Other examples are abundant across the South American game. Used to exporting their top playing talent to Europe, South American clubs are now choosing to import Portuguese tacticians to fill the domestic void.
Portuguese coaches thriving in South America
Another coach who has recently moved to South America would be Vitor Pereira. The former Porto coach has found himself coaching in Eastern Europe and also in the Middle East. A rather embarrassing TV interview to try and gain the Everton job flopped, but he has landed on both feet as he takes over Sao Paulo giants Corinthians.

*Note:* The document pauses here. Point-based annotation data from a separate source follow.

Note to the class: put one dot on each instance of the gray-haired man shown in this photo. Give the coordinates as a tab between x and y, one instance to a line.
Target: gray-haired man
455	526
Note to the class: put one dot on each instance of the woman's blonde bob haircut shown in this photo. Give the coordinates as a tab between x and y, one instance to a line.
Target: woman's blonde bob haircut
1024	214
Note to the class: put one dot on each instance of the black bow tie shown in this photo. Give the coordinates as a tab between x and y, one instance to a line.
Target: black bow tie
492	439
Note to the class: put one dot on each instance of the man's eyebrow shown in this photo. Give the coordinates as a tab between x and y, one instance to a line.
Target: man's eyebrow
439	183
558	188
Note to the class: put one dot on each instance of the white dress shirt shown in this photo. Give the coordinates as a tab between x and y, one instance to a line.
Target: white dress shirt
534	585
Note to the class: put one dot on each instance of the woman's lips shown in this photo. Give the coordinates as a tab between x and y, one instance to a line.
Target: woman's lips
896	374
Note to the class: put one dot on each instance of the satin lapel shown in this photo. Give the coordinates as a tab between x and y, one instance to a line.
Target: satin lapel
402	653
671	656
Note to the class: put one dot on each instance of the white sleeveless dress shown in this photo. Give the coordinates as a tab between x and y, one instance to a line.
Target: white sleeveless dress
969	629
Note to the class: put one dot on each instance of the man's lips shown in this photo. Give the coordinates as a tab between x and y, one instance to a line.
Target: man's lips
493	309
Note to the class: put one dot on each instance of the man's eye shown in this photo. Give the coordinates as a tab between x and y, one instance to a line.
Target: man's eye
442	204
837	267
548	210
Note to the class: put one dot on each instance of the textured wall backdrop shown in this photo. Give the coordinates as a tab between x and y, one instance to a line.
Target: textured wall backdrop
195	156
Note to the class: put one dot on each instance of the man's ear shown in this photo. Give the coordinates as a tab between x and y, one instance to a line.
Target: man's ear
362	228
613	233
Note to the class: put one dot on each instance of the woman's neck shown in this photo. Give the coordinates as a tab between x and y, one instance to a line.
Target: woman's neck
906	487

The Brazilians have enjoyed a good start under the Portuguese, though they did lose in Bolivia amid major fan critique for such a loss. In Ferreira and Jesus, though, the pathway and the standard has been set. Sousa will have much work to do if he wishes to live up to the grandiose success of former Benfica coach Jesus. Ferreira already has many clubs in Europe following his stellar work in South America.
Across South America, even the likes of Ecuadorian football has gotten involved as Renato Pavia took control of Independiente del Valle. There are many examples, then, of South American football looking to combine the flair and class of the domestic talent with the tactical insight of Portuguese coaches.
For years, Portugal has been regarded as a great place for coaches of all levels to develop and grow accordingly. Now, those coaches are spreading their wings beyond just Europe.